Saturday, February 23, 2008

Things I can't find

(and it's driving me crazy!)

My cell phone. Which I hardly ever use. Last seen on the shelf by the front door sometime during the Christmas season. If I don't find it soon, really soon, and charge it up with credit (which I suppose I could do without actually finding it — hmmm...), I will lose my phone number. I don't understand the ubiquity of the cell phone when the terms and conditions of using one are so inconvenient.

My daughter's birth certificate. Which we'll need in order to cross the border, to enjoy a planned kind-of-roadtrip, 2 weeks from now, in which the kid and I will be dropped in DC to hang with my sister. I can see it in my mind's eye — it's in a plain white envelope along with the letter from J-F granting me permission to take her cross-border; I came across it relatively recently, in a pile of documents it shouldn't've been filed with. I cannot remember if I left it there, or filed it someplace I felt it more logical to be; but it is in neither of those places. We've applied for a replacement.

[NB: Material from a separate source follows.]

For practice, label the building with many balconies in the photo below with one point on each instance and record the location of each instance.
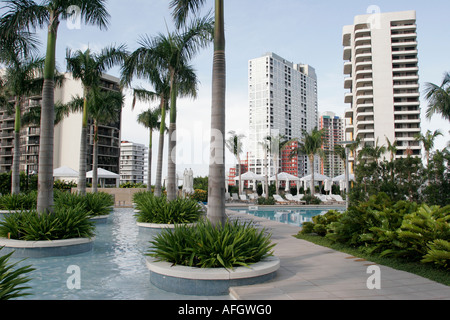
(381, 68)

My Diagnostic and Statistical Manual of Mental Disorder, 4th edition, desk reference. It used to sit right beside the American Psychiatric Association glossary. I know I used it, for reference, last spring. My boss last week asked me if I was familiar with it, would it have the info required for one of the projects we're working on, maybe we should get one for the office. I offered to bring mine in. I've spent far too much time looking for it. We've ordered a copy for the office.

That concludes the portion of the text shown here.